Michigan Gov. Rick Snyder, right, accompanied by Bill Young, CEO of Plastipak Packaging, left, and Dan Wyant, director of the Michigan Department of Environmental Quality, announced on Monday in Dundee, Mich., a statewide effort to double the amount of residential recycling.
DUNDEE, Mich. — For about $1.5 million, Michigan Gov. Rick Snyder hopes to double his state’s track record for recycling within two years.
He announced his new statewide initiative at an event inside the Clean Tech plastic recycling site in Dundee that is owned and operated by Plastipak Packaging, a Michigan-based manufacturer of plastic containers and plastic resin products for food, beverage, and consumer products sold around the world. Mr. Snyder hailed Plastipak’s business model as one that could inspire others to invest in recycling, thereby creating more jobs and helping to protect Michigan’s environment.
“This is truly a case where you can help the economy and our environment,” Mr. Snyder said.
Nobody at the event had a good explanation for how or why Michigan’s recycling rate for residential household waste is only about 15 percent, the worst in the Great Lakes region and less than half of the national average of 35 percent.
When Michigan adopted its 10-cent bottle deposit law in 1976, it was seen as one of the country’s most forward-moving states on litter. Much of the trash along highways disappeared within a few short years, prompting other states to enact deposit laws.

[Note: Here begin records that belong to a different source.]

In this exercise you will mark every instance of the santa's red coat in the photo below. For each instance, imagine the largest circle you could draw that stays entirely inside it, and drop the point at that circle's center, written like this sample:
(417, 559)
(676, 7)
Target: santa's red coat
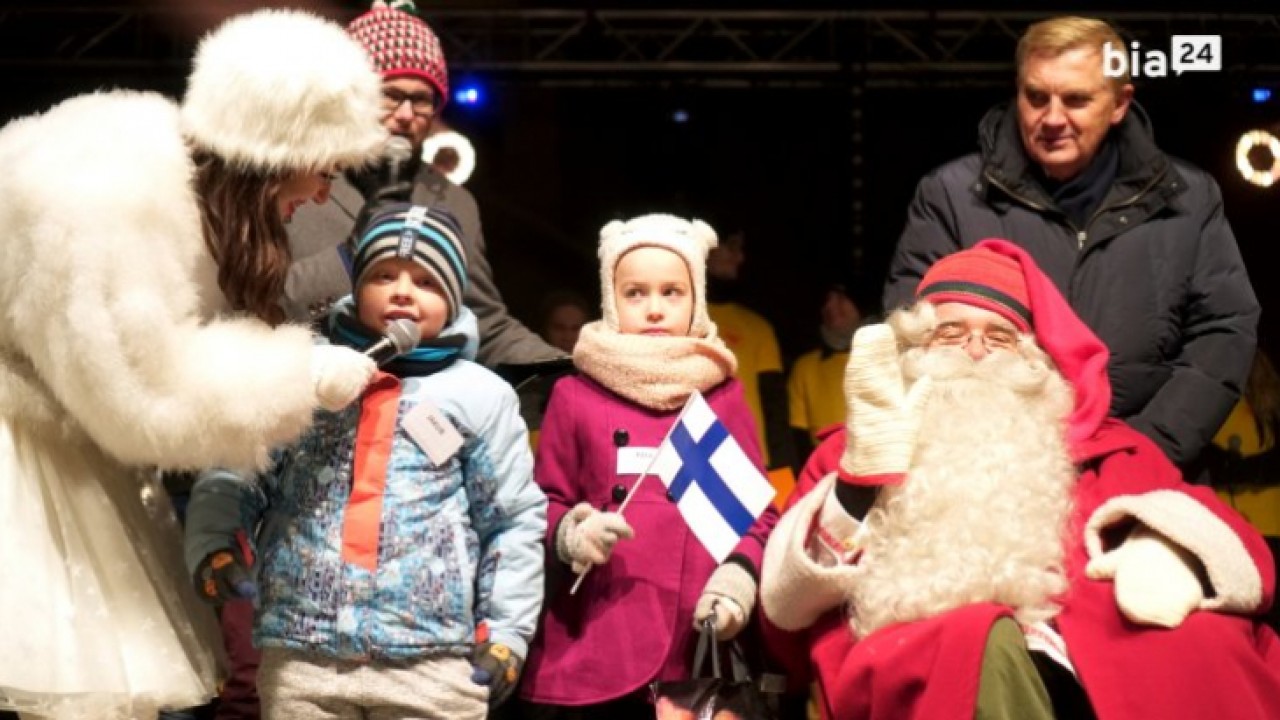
(1212, 665)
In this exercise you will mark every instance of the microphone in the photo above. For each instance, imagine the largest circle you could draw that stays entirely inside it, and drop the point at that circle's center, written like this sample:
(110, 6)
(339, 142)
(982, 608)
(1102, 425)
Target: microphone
(401, 337)
(397, 153)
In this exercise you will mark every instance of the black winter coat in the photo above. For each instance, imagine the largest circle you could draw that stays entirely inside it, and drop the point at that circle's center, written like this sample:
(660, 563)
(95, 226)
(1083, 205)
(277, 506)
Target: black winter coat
(1156, 272)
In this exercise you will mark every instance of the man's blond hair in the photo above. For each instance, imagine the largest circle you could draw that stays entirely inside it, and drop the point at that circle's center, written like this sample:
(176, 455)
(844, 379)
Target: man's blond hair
(1055, 36)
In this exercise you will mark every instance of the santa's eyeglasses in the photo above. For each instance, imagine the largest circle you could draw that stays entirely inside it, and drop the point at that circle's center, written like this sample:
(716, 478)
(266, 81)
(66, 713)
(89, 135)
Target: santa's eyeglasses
(956, 335)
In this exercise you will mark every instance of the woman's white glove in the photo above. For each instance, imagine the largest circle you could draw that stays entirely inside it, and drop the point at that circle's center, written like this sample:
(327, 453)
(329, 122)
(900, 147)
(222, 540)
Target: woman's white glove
(728, 598)
(586, 536)
(1156, 582)
(339, 374)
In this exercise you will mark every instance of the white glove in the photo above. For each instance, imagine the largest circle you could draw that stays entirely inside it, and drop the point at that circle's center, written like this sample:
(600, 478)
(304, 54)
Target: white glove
(883, 415)
(586, 536)
(1156, 582)
(728, 598)
(339, 374)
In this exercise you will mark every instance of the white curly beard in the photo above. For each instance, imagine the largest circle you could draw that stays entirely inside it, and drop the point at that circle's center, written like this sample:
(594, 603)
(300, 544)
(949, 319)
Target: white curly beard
(982, 514)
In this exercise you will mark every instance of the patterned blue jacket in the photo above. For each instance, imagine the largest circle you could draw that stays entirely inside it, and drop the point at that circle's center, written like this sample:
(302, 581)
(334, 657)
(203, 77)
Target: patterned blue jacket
(458, 542)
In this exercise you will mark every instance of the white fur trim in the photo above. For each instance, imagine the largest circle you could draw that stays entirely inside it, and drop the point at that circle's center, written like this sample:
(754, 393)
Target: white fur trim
(691, 240)
(284, 90)
(1188, 524)
(112, 322)
(794, 588)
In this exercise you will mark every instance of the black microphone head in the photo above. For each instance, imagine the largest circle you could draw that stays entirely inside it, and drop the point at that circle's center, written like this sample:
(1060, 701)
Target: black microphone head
(403, 335)
(397, 150)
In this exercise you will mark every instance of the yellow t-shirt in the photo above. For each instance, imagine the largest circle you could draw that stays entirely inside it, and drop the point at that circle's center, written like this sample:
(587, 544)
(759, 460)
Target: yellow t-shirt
(752, 340)
(1260, 505)
(816, 391)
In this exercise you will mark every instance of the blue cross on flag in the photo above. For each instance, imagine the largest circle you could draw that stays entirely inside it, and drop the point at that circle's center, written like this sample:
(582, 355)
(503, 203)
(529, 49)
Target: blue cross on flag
(717, 488)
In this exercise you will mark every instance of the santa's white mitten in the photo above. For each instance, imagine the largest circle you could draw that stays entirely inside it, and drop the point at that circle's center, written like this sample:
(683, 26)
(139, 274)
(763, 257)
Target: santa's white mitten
(883, 414)
(1155, 580)
(727, 600)
(339, 376)
(586, 536)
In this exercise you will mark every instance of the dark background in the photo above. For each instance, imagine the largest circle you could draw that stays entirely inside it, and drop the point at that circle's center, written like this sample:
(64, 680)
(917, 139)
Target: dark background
(558, 156)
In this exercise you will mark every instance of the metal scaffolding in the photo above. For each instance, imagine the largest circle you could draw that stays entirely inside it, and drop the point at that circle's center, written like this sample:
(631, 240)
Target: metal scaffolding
(602, 48)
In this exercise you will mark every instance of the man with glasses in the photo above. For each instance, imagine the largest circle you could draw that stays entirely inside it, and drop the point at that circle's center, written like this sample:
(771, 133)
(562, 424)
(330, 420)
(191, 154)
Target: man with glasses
(1136, 240)
(991, 545)
(415, 89)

Ohio has considered one from time to time, but the bottling industry has successfully lobbied against it and convinced officials to keep recycling voluntary.
But bottled water and many noncarbonated beverages that came along later aren’t subjected to Michigan’s bottle law. Plus, Michigan has not done a good job in making recycling opportunities available for other projects, officials said.
Plastipak Packaging produces plastic bottles from material processed at Clean Tech’s recycling site in Dundee. The packages contain products from soaps to beers to cheese.
The governor’s office said only 25 Michigan counties have convenient access to recycling opportunities.
The only one in southeastern Michigan that does is Washtenaw County, where Ann Arbor is located.
Kerrin O’Brien, Michigan Recycling Coalition executive director, said she believes Detroit is the nation’s largest city without a comprehensive recycling program.
Mr. Snyder is asking lawmakers for $1 million to launch the initiative, which is to promote public awareness, improve access, and develop stronger recycling incentives. Another $500,000 is expected to be drawn from other programs, Ms. O’Brien said.
Rural communities of less than than 10,000 people will be encouraged to set up more drop-off sites, while communities of more than 10,000 people will be encouraged to create or expand curbside recycling programs, she said.
Mr. Snyder said in an interview with The Blade that he considers Michigan’s 1976 bottle bill to be a “landmark event,” but isn’t sure why the state did not build upon it by creating or expanding recycling programs for other household products. “We tend to get too complacent and content,” he said.
The governor’s office said Michigan annually disposes of $435 million of paper, metal, glass, plastic, and other products that could be recycled.
Dan Wyant, Michigan Department of Environmental Quality director, said the initiative was developed over 17 months with the help of 45 groups.